All’Auditorium Ducati di Borgo Panigale, Anpas Emilia-Romagna approva i bilanci guardando al futuro

“È stato un momento bello e importante, la dimostrazione che anche un adempimento amministrativo può diventare un’occasione per parlare di cosa ci aspettiamo per il futuro della nostra associazione e delle 109 Pubbliche Assistenze che ne fanno parte. Sono davvero molto soddisfatto, ringrazio tutti i partecipanti, in particolare la Vicepresidente della Regione Irene Priolo e l’Assessore regionale Raffaele Donini, e la Ducati che per la prima volta ci ha ospitato nella location straordinaria dell’Auditorium aziendale a Borgo Panigale, è stato molto emozionante. Ma il ringraziamento più grande lo rivolgo come sempre ai nostri volontari che sono le colonne del nostro lavoro”.

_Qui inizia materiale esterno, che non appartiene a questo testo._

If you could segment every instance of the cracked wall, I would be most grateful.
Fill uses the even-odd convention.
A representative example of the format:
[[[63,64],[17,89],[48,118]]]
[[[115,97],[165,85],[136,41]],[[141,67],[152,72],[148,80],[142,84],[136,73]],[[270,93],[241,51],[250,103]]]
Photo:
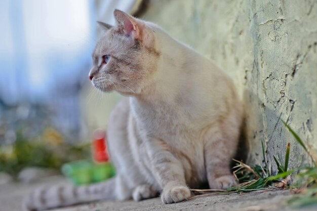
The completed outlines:
[[[246,105],[249,161],[308,162],[283,125],[317,149],[317,1],[151,1],[144,19],[215,60],[235,79]]]

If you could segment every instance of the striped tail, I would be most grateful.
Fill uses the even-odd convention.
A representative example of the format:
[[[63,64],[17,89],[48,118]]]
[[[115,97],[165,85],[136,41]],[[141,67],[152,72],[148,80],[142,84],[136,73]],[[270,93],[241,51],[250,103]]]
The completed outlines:
[[[84,186],[52,186],[36,190],[25,198],[23,210],[39,211],[51,208],[115,198],[115,178]]]

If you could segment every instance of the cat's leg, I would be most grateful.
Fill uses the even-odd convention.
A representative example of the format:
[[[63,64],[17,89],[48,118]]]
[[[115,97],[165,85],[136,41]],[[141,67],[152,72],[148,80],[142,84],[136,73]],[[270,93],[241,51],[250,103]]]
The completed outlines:
[[[135,201],[153,198],[157,196],[158,191],[153,186],[148,184],[140,185],[134,189],[132,196]]]
[[[168,150],[163,141],[152,138],[146,145],[152,173],[163,188],[162,201],[175,203],[189,198],[191,193],[186,185],[181,162]]]
[[[205,165],[210,188],[225,189],[236,183],[230,162],[237,147],[239,119],[230,116],[207,133],[204,146]]]

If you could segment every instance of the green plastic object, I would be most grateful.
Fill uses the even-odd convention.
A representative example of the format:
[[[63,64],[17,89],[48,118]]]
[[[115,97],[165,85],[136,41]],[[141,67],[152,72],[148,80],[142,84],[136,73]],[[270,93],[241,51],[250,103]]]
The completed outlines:
[[[110,162],[96,163],[88,160],[65,163],[62,166],[62,172],[75,185],[102,182],[115,175]]]

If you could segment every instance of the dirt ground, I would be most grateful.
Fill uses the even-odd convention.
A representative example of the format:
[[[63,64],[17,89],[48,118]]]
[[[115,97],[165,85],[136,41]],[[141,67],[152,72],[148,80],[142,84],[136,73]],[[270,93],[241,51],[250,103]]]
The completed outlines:
[[[24,196],[37,187],[65,183],[57,176],[32,184],[11,183],[0,185],[0,211],[22,210]],[[283,211],[317,210],[317,206],[296,209],[286,205],[285,201],[292,197],[288,191],[253,192],[247,194],[203,196],[181,203],[163,204],[159,198],[136,202],[133,201],[104,201],[84,204],[55,211]]]

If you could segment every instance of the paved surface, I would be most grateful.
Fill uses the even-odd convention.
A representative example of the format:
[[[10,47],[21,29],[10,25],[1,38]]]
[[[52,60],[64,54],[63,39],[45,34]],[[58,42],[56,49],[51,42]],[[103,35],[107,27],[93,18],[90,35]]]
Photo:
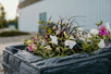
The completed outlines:
[[[2,67],[2,61],[3,61],[2,51],[5,49],[5,47],[23,44],[21,39],[26,39],[26,38],[29,38],[29,36],[34,36],[34,35],[36,34],[26,35],[26,36],[15,36],[15,37],[0,37],[0,74],[4,74],[3,67]]]

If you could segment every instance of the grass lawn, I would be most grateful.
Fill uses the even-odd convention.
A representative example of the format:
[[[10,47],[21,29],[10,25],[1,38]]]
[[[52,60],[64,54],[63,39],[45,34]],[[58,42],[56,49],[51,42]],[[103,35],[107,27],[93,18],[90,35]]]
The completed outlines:
[[[22,35],[29,35],[29,33],[18,32],[18,30],[7,30],[0,33],[0,37],[12,37],[12,36],[22,36]]]

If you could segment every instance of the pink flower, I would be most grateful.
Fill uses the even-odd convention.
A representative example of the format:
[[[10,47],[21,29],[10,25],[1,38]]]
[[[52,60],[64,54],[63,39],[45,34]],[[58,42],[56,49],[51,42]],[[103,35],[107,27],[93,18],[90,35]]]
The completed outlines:
[[[30,46],[27,46],[27,48],[28,48],[28,51],[33,51],[33,47],[35,46],[35,44],[34,42],[32,42],[30,44]]]
[[[107,28],[106,28],[106,26],[103,26],[103,25],[101,25],[98,30],[99,30],[99,35],[100,35],[100,36],[102,36],[102,35],[108,35]]]
[[[34,44],[34,42],[32,42],[30,45],[32,45],[32,46],[35,46],[35,44]]]
[[[33,40],[35,41],[37,39],[37,37],[35,37]]]
[[[32,47],[30,47],[30,46],[27,46],[27,48],[28,48],[28,51],[33,51],[33,49],[32,49]]]

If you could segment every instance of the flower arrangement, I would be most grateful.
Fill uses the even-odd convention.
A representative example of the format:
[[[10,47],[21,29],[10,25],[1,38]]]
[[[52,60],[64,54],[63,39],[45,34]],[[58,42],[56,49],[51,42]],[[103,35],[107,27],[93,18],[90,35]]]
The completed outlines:
[[[73,22],[76,25],[73,26]],[[57,23],[52,20],[44,23],[41,20],[38,23],[46,30],[45,36],[37,34],[37,36],[30,37],[30,40],[25,39],[24,44],[27,51],[46,59],[75,53],[90,53],[108,46],[107,41],[111,37],[109,23],[104,26],[102,21],[97,23],[97,28],[89,32],[79,27],[77,22],[71,18],[66,22],[62,18]]]

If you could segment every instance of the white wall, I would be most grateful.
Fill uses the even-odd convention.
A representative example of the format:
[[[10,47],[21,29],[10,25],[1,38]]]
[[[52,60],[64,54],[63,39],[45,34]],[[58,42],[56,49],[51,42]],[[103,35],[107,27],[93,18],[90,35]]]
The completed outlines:
[[[102,20],[111,23],[111,0],[44,0],[20,10],[18,29],[24,32],[38,32],[39,13],[47,12],[47,18],[52,16],[71,17],[83,15],[86,17],[76,21],[85,28],[96,27]]]

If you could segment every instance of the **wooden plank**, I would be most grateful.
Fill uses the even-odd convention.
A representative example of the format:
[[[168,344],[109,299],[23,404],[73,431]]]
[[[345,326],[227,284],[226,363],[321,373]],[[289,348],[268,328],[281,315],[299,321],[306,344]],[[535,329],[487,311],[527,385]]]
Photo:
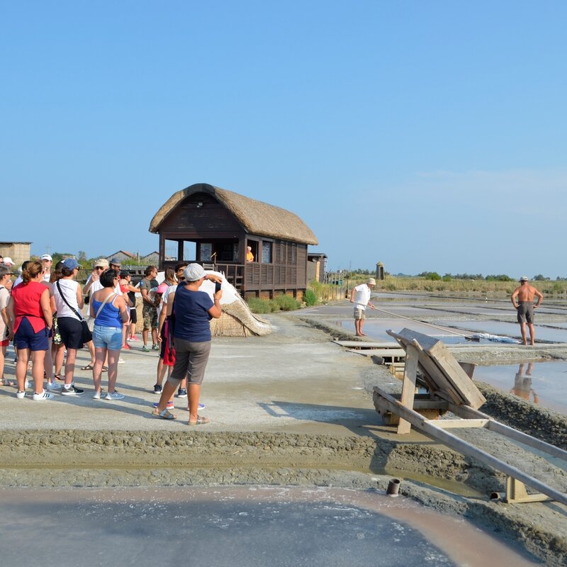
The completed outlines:
[[[463,398],[463,403],[471,408],[478,408],[486,402],[486,398],[467,376],[456,359],[449,352],[447,347],[439,341],[431,350],[430,356],[441,369],[445,377],[453,385]]]
[[[411,342],[408,342],[403,337],[398,335],[398,333],[394,332],[391,330],[386,330],[386,332],[391,337],[393,337],[400,345],[406,348],[408,344],[413,344],[413,339]],[[427,389],[430,392],[434,392],[439,391],[439,396],[449,402],[454,403],[460,403],[461,400],[460,396],[454,391],[450,383],[449,383],[444,378],[442,373],[439,371],[437,366],[433,361],[427,356],[427,353],[423,351],[423,349],[419,343],[416,343],[417,348],[424,354],[420,354],[420,366],[422,374],[423,375],[423,380],[427,385]],[[436,376],[437,379],[434,380],[432,376]]]
[[[435,425],[442,429],[458,429],[461,427],[485,427],[490,420],[440,420],[436,421]]]
[[[408,345],[405,365],[403,371],[403,381],[402,382],[402,395],[400,403],[405,408],[413,408],[413,398],[415,395],[415,381],[417,377],[417,362],[420,359],[420,352],[415,347]],[[401,417],[398,425],[398,433],[409,433],[411,430],[411,424]]]
[[[349,349],[349,352],[357,352],[364,354],[366,357],[371,357],[373,354],[381,358],[405,358],[405,351],[398,347],[397,349],[363,349],[361,350],[354,350]]]
[[[362,348],[362,349],[399,349],[400,345],[393,341],[388,342],[371,342],[370,341],[339,341],[332,340],[335,344],[339,347],[347,347],[347,348]]]
[[[459,362],[461,365],[461,368],[464,370],[465,374],[468,376],[468,378],[472,378],[473,374],[474,374],[474,369],[476,368],[476,364],[473,362]]]
[[[538,481],[537,478],[530,476],[519,468],[517,468],[515,466],[509,465],[507,463],[505,463],[503,461],[497,459],[493,455],[471,445],[470,443],[467,443],[466,441],[463,441],[451,433],[444,431],[440,427],[437,427],[437,425],[434,425],[432,422],[424,419],[417,412],[404,407],[400,402],[377,386],[374,386],[374,391],[381,398],[383,398],[383,403],[388,408],[392,413],[399,415],[400,418],[403,417],[403,419],[409,421],[412,425],[417,427],[429,437],[442,442],[447,447],[454,449],[459,453],[462,453],[464,455],[471,456],[485,464],[492,466],[497,471],[501,471],[505,474],[520,481],[524,483],[524,484],[531,486],[532,488],[539,491],[542,494],[545,494],[550,498],[567,505],[567,495],[548,486],[541,481]],[[435,423],[437,424],[437,422],[435,422]]]
[[[544,453],[547,453],[552,456],[556,456],[558,459],[563,459],[563,461],[567,461],[567,451],[556,447],[555,445],[551,445],[550,443],[546,443],[545,441],[532,437],[527,433],[522,433],[521,431],[515,430],[513,427],[505,425],[503,423],[500,423],[499,421],[492,419],[492,417],[487,415],[485,413],[479,412],[478,410],[474,410],[466,405],[456,406],[451,404],[449,405],[449,409],[456,415],[459,415],[461,417],[490,420],[490,423],[487,429],[490,431],[498,433],[500,435],[505,435],[515,441],[519,441],[524,445],[527,445],[533,449],[537,449],[538,451],[541,451]]]
[[[388,335],[391,333],[388,332]],[[444,383],[444,385],[438,383],[439,389],[447,389],[447,383],[450,384],[451,388],[448,391],[451,396],[454,393],[456,394],[455,402],[458,403],[460,400],[461,403],[476,408],[480,408],[486,401],[442,341],[407,328],[403,329],[397,333],[397,335],[406,344],[416,341],[420,344],[425,353],[423,359],[420,357],[420,363],[424,368],[427,366],[426,370],[434,381],[439,383],[441,381]],[[426,357],[431,359],[438,371],[436,371],[429,361],[425,359]]]
[[[513,504],[516,502],[545,502],[549,500],[549,498],[543,494],[528,494],[523,483],[512,476],[506,477],[505,502]]]

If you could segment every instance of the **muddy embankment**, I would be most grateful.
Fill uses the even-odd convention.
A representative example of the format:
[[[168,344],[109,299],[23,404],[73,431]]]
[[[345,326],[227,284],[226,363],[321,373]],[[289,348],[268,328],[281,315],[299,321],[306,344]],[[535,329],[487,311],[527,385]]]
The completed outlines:
[[[0,454],[4,487],[257,484],[384,490],[391,478],[384,473],[404,471],[424,480],[403,480],[402,495],[475,521],[549,565],[567,561],[564,510],[553,505],[490,500],[490,491],[503,491],[503,476],[434,444],[368,434],[337,439],[267,433],[9,431],[2,435]],[[478,495],[433,488],[435,478],[463,483]]]

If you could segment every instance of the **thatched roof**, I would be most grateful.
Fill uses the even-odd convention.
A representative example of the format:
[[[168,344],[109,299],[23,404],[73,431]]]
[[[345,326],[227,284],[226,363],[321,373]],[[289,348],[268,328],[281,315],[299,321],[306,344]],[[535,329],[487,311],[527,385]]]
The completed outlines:
[[[150,232],[159,232],[162,223],[186,197],[193,193],[212,195],[236,217],[249,234],[303,244],[318,244],[315,235],[297,215],[206,183],[191,185],[172,195],[152,219]]]

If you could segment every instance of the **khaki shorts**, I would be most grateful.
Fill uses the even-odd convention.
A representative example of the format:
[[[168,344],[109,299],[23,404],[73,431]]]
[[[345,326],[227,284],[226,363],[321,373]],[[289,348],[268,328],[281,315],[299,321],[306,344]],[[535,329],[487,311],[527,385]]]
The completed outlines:
[[[361,309],[360,308],[355,307],[354,308],[354,318],[358,319],[366,319],[366,309]]]
[[[157,328],[157,309],[153,305],[144,305],[142,310],[144,318],[144,329]]]
[[[529,325],[534,322],[534,303],[532,301],[520,301],[518,307],[518,322]]]
[[[205,376],[210,343],[211,341],[191,342],[176,337],[175,364],[167,381],[177,386],[179,381],[186,378],[189,384],[201,384]]]

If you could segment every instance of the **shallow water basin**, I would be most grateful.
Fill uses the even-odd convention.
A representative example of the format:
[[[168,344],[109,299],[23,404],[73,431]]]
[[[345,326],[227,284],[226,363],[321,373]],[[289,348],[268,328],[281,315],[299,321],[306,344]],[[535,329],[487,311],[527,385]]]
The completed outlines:
[[[6,489],[1,495],[6,565],[22,564],[23,554],[26,564],[45,567],[535,564],[462,519],[373,490]]]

Così il Presidente di Anpas Emilia-Romagna, Iacopo Fiorentini, commenta la giornata di lavori che sabato 18 maggio si è svolto nella sede storica della casa motociclistica bolognese.
Più di 100 partecipanti, in rappresentanza di tutte le Pubbliche Assistenze emiliano-romagnole, hanno animato la mattinata ben al di là del semplice ordine del giorno, trasmettendo la percezione di un’associazione quanto mai viva e calata nella propria mission, che si riassume con l’attenzione e la vicinanza verso chi si trova nella necessità di assistenza, cure, riguardi.

È stata presentata la relazione a cura del Consiglio regionale, per poi approvare il bilancio consuntivo 2023, il bilancio preventivo 2024 e soprattutto il bilancio sociale 2023, il documento che rappresenta lo stato dell’arte di Anpas Emilia-Romagna, e che evidenzia la crescita dell’Associazione che oggi conta oltre 15.000 volontari, tra i quali anche molti giovani, che può contare su una vasta rete di collaborazioni con altre realtà del Terzo settore, Enti pubblici, ma anche realtà del mondo economico – imprenditoriale. Nel suo intervento il Presidente Fiorentini ha anche presentato i principali progetti futuri sui quali sarà impegnata l’associazione: “Di grande importanza – ha spiegato – sarà la realizzazione di un nuovo capannone per i mezzi di protezione civile a fianco della sede di Bologna, dove di fatto nascerà una piccola “cittadella Anpas”. Poi stiamo lavorando alla nuova piattaforma informatizzata di protezione civile, l’implementazione del progetto formativo Anpas Academy, un progetto di sostegno psicologico per le Pubbliche Assistenze, un tavolo regionale dedicato al contrasto della violenza di genere e altre importanti attività che puntano a sviluppare per rendere ancora migliore la nostra realtà associativa, andando sempre nella direzione di rafforzare le collaborazioni e il senso di appartenenza”.

I documenti approvati tracciano il ritratto di una Pubblica Assistenza moderna, dinamica, in costante crescita grazie a programmi di formazione che la rendono pronta a intervenire in ogni tipo di situazione di emergenza. Un sostegno indispensabile per il sistema regionale della salute e della sicurezza, come hanno sottolineato nei loro interventi la vicepresidente della Regione Irene Priolo e l’assessore regionale alla sanità Raffaele Donini.

Sono intervenuti anche l’Assessora alle politiche del terzo settore del Comune di Bologna Erika Capasso, Chiara Longo responsabile comunicazione Ducati, Antonio Pastori coordinatore della rete regionale del 118, Lamberto Cavallari vicepresidente vicario di Anpas nazionale. Quest’ultimo ha affermato: “In Emilia-Romagna vedo un senso di appartenenza alla famiglia Anpas che non è affatto scontato, infatti nelle altre regioni spesso non è così. Siate consapevoli che questo rappresenta una grande forza: vi consente di essere in sintonia con le comunità, capirne nel profondo le esigenze e rispondere nel modo migliore”.